PROTAGONISTI, BANCA BPER CREDE NELL’ORTOFRUTTA: “SETTORE MOLTO INTERESSANTE”

“Il gruppo Bper sta seguendo con grande interesse il settore primario e sono numerose le occasioni nelle quali non ha fatto mancare il proprio sostegno a manifestazioni e convegni. Il nostro interesse è ovviamente professionale per la caratura delle aziende presenti ma vuole soprattutto mostrare quale deve essere il giusto approccio per dare risposte concrete alle aziende agricole italiane”. A sottolinearlo è stato Maurizio Marchesini (nella foto), Servizio Family e product manager Agricoltura di Banca BPer, in occasione dell’evento Protagonisti tenutosi alla Reggia di Caserta venerdì scorso.

“Occorre innanzitutto capire le diverse richieste che ci vengono avanzate”, ha aggiunto Marchesini.
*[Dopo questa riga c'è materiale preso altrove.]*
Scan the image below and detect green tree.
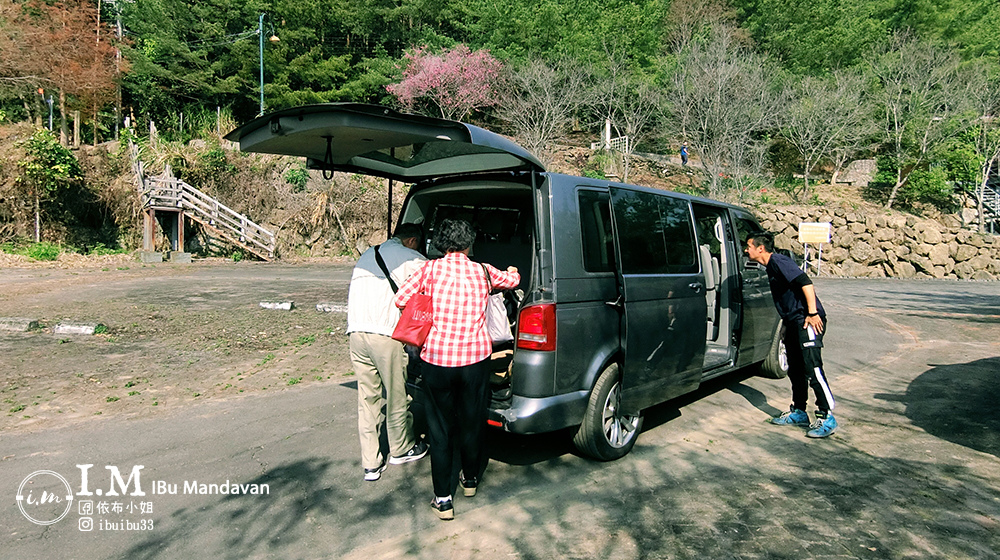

Abbiamo aziende più strutturate che sono particolarmente attente alle occasioni dei mercati internazionali e chiedono un modello di banca che sappia affiancare l’azienda ma anche, se richiesto, indirizzarla.

Ma abbiamo soprattutto aziende di dimensioni ridotte le quali, in forma associata, rappresentano l’ossatura della nostra capacità di produrre con altissima qualità ma che non possono offrire elementi tradizionali per una valutazione finanziaria.

Esistono vari strumenti che hanno l’obiettivo di fotografare la realtà aziendale in modo scientifico ma non possono  essere efficaci con aziende agricole di piccole dimensioni. È per questo che abbiamo creato una struttura di specialisti che debbono tradurre la capacità aziendale di produrre reddito in un linguaggio fruibile dalle banche.

L’anomala contabilità, la particolare fiscalità, la difficile gestione di una liquidità con flussi irregolari debbono trovare una banca che sappia integrarli con una reale valutazione patrimoniale, con una consapevole valutazione dei flussi attesi, con una conoscenza del mercato e dei margini attesi derivanti dalle diverse produzioni.

Il marchio Italia produce centinaia di eccellenze fregiate dai marchi Dop, Igp e Sgt; nel campo ortofrutticolo sono oltre cento e creano formidabili occasioni di vendita interna ed estera.

Le banche devono riuscire a facilitare l’azione delle aziende agricole singole o associate, con competenza specifica e reale capacità di valutazione aziendale. In questo ci stiamo impegnando convinti che questo settore possa competere con successo in tutti i mercati”.